BRUSSELS • Belgian prosecutors say they have discovered the real identity of an accomplice in the Paris attacks.
The accomplice was named as Najim Laachraoui, 24 - previously known by the false name Soufiane Kayal, which he used to travel to Hungary in September with Salah Abdeslam, the key suspect who was arrested in a raid last Friday.
Laachraoui, who went to Syria in February 2013, is still on the run.
Prosecutors said Laachraoui's DNA had been found at an apartment used by the Paris attackers that he rented under a false name in Auvelais, near the central Belgian city of Namur, and at another suspected hideout in Schaerbeek, a district of Brussels.
He used the same false name at the border between Austria and Hungary on Sept 9 when he was travelling with Abdeslam and Mohamed Belkaid.
Belkaid, a 35-year-old Algerian, was shot dead last Tuesday in a police raid in Brussels' Forest district.
Laachraoui is one of two more suspects wanted over the Paris attacks. The other is Mohamed Abrini, who became friends with Abdeslam when they were teenagers.

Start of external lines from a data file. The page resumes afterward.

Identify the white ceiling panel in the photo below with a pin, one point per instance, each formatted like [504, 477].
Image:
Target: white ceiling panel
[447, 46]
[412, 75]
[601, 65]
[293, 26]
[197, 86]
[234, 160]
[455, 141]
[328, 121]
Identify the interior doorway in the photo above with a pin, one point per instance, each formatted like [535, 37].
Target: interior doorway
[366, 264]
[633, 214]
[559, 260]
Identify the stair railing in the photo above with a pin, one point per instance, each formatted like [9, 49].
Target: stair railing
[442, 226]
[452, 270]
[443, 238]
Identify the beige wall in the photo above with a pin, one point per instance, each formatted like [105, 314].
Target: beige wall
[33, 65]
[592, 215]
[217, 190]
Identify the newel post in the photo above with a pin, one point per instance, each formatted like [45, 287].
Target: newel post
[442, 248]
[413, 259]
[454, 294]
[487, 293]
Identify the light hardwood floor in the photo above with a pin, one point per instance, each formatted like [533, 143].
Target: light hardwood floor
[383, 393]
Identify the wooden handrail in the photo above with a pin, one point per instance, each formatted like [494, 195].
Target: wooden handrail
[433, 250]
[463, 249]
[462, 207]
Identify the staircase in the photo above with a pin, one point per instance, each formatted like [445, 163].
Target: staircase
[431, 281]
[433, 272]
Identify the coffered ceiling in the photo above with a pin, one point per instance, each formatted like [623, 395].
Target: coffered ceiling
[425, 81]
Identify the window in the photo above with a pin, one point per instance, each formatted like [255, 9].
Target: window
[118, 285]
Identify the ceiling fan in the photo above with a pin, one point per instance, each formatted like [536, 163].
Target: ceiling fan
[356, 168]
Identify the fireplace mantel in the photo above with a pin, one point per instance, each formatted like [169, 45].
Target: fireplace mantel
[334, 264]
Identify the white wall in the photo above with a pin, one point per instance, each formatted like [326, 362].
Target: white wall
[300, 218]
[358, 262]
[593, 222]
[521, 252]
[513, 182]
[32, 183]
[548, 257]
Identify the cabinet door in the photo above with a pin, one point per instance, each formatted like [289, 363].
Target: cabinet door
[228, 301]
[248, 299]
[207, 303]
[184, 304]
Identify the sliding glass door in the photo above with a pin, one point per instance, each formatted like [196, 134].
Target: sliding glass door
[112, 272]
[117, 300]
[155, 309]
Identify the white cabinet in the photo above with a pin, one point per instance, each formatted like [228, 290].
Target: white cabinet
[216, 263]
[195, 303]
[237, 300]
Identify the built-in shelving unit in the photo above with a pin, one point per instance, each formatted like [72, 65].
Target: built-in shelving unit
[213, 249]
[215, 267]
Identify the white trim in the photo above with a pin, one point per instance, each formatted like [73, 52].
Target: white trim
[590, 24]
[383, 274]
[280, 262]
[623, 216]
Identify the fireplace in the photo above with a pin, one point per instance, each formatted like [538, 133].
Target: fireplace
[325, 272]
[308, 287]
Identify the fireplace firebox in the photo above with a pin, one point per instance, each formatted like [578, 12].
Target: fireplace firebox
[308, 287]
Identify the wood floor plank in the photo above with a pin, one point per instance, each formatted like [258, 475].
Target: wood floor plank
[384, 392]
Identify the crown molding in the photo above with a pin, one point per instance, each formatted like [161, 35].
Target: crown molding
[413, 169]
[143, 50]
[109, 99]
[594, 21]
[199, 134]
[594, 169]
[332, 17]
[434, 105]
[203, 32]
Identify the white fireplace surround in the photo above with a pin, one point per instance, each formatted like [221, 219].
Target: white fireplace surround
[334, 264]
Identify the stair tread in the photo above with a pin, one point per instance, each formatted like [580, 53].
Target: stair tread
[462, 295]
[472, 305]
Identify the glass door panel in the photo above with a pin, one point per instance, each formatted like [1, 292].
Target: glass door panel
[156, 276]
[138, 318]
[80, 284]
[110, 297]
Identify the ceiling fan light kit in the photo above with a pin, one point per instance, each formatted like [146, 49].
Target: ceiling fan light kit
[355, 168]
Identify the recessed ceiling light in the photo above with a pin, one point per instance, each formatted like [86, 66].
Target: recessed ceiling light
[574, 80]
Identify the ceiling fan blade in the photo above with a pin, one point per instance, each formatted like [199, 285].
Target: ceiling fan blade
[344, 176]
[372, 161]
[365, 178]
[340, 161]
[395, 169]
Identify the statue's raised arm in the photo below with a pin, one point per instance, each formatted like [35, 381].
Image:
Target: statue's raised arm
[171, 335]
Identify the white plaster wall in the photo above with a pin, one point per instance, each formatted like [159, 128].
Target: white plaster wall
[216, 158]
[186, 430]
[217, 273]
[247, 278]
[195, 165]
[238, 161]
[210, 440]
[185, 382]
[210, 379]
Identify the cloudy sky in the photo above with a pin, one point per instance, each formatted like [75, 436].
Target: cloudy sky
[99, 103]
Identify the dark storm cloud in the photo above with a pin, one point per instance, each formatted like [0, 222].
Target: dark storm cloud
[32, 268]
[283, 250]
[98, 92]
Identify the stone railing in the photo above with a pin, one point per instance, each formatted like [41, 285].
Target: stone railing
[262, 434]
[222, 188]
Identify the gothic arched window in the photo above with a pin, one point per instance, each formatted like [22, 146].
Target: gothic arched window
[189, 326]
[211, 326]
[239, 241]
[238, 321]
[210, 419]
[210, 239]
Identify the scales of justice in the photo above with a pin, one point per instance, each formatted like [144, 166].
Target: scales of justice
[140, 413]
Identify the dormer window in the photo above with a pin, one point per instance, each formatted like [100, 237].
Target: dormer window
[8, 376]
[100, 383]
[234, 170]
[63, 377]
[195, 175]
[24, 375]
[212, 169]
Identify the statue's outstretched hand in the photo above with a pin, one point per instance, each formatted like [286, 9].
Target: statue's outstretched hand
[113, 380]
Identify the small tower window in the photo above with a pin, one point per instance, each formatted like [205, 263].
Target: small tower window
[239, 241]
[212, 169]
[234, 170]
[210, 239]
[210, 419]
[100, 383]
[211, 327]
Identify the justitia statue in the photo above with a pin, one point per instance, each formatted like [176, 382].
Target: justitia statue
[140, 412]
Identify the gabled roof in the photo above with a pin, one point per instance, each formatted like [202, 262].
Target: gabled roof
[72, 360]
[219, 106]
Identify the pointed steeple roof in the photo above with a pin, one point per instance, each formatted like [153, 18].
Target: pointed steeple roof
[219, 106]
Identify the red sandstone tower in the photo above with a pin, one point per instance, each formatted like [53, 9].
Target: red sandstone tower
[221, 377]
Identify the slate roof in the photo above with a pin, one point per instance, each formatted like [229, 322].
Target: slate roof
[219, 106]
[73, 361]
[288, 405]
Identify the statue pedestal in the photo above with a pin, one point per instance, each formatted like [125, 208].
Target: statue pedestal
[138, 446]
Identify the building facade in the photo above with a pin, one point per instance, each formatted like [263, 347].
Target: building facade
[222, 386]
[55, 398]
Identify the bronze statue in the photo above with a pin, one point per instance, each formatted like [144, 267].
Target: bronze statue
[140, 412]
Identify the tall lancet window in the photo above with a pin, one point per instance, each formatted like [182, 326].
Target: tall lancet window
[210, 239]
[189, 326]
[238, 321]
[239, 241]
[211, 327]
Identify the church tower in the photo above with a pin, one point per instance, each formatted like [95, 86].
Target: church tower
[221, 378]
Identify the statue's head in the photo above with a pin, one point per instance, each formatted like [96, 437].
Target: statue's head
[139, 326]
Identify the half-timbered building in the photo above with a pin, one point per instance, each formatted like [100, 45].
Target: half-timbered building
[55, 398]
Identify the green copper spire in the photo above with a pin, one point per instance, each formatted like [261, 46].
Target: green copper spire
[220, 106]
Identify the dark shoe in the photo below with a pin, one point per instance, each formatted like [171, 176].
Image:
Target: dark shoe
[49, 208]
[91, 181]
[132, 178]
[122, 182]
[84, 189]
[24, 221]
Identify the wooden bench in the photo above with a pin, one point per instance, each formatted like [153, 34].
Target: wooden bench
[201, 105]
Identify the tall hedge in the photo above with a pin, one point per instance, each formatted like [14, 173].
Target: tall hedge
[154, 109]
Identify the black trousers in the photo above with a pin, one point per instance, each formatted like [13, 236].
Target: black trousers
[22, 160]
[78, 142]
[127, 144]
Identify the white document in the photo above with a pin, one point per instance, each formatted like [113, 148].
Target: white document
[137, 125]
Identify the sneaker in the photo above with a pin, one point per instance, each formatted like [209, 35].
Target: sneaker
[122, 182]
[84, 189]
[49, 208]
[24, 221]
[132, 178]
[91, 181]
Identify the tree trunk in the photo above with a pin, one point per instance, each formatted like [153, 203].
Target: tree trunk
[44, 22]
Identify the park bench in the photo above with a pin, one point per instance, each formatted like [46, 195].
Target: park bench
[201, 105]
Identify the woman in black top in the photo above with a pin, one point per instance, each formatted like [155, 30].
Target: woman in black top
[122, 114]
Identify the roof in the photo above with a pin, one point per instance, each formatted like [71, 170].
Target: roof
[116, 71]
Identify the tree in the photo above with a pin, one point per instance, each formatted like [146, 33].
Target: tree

The investigation is now widening, and French President Francois Hollande has said the network involved in the Paris attacks was much bigger than previously thought.
Belgian Foreign Minister Didier Reynders said on Sunday that Belgium and France had so far found around 30 people involved in the gun and bomb attacks on bars, a sports stadium and a concert hall in the French capital.
Mr Hollande was due to hold his first formal meeting with relatives of the 130 Paris victims yesterday.
"The President, in the light of recent events, will update them on what is happening," a presidential palace spokesman said.
The BBC said the meeting comes amid claims by the families that, four months after the attacks, they are being ignored.
It reported that one man who lost a daughter in the Bataclan theatre attack said he had earlier asked for such a meeting, only to be "stunned" when told that there was no time in the President's schedule.